What Does a Cremation Oven Look Like?The cremation process is difficult for many people to picture happening to their loved one’s remains. Unlike burial, which gives a feeling of calm quiet and eternal rest, cremation is hot, messy, and oftentimes frightening. You might be afraid that the body won’t be treated with respect, or that the incredibly high temperatures required to break a body down are uncontrolled and dangerous.

While historical cremation practices might hold this to be true, modern-day cremation and cremation ovens are quite safe, sanitary, and practical. The cremation process is regulated so that it becomes more of a scientific breakdown of bodily remains than a blazing inferno, with the result that it is actually more decorous than the slow decay of a body underground.

The Cremation Oven

The cremation oven (also known as the cremation chamber or cremation furnace) looks much like a pizza oven in a commercial kitchen. The outside is usually made of stainless steel and other sleek metals, with electric panels for regulating the cremation process. The inside is a little more rustic, as it is lined with high-density fiber bricks that are designed to withstand incredibly high temperatures without wearing down too quickly. (These do wear down eventually, however, and have to be regularly replaced.)

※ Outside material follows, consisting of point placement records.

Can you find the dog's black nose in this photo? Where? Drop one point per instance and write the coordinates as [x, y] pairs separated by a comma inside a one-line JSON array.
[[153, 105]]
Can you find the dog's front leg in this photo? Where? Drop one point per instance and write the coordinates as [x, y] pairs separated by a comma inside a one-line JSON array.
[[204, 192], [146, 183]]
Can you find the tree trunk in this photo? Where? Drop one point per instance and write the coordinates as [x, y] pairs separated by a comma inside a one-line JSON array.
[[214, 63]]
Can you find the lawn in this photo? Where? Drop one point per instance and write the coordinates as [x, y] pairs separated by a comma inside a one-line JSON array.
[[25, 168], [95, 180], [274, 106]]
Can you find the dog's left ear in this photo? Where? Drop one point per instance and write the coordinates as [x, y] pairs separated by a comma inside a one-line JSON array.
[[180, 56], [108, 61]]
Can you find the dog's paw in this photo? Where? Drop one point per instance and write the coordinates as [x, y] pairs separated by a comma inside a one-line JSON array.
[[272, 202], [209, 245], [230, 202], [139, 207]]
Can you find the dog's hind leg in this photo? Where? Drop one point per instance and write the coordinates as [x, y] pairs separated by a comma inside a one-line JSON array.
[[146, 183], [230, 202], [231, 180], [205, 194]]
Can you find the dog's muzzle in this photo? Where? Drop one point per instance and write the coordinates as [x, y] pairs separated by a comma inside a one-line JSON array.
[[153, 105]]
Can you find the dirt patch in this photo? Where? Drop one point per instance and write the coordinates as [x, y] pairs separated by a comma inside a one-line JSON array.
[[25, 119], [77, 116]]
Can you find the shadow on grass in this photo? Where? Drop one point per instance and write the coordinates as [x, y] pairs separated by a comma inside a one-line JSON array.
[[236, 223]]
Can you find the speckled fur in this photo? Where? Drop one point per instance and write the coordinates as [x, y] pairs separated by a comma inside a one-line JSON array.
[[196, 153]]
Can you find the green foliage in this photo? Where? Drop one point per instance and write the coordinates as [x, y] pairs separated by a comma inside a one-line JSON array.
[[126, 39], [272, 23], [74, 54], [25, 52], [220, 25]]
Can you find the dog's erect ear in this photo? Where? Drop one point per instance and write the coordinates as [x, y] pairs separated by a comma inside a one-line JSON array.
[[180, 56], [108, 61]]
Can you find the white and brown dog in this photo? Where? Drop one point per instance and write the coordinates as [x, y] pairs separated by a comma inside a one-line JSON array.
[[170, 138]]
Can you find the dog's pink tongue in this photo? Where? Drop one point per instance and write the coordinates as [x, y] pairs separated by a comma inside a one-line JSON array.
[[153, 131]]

Contrary to expectation, the flame portion of cremation doesn’t come from a fire actually in the chamber. Because you need a very high heat for a very concentrated period of time, the oven itself blasts a flame on the body from an above incineration chamber, all of it manufactured via electricity rather than the burning of fuels. This flame breaks down the body’s tissues, while the heat retained by the bricks helps to eliminate the natural moisture so that what remains is ash and larger pieces of bone.

What Does a Cremation Oven Look Like?

The cremated remains that are removed from the cremation oven once it has cooled down look very little like the ashes you receive in an urn or box later. They are usually processed in a grinder to break down any bones before you are given the remains.

Complexity of Cremation Ovens

The cremation process described above is fairly typical, but it doesn’t take into account the complexity of a cremation oven as a piece of equipment. Whenever you are dealing with such high temperatures and more than one body being cremated in a day, it’s important that the equipment is able to handle it.

That’s why cremation ovens are made of so much more than the brick-lined chamber where your loved one will be laid to rest. Like a fireplace or oven in your home, it’s necessary for there to be exhaust fans, air dampers, circulation pumps, and flue ducts. All of these work together to regulate temperatures and ensure air quality as the remains are broken down.

Cremation isn’t always a pretty process, but it has come a long way from the funeral pyres of centuries past. Although few of us will ever get an opportunity to see a cremation oven in use, you can rest assured that cremation is a highly regulated and streamlined act designed to maximize the dignity of the disposal of your loved one’s human remains.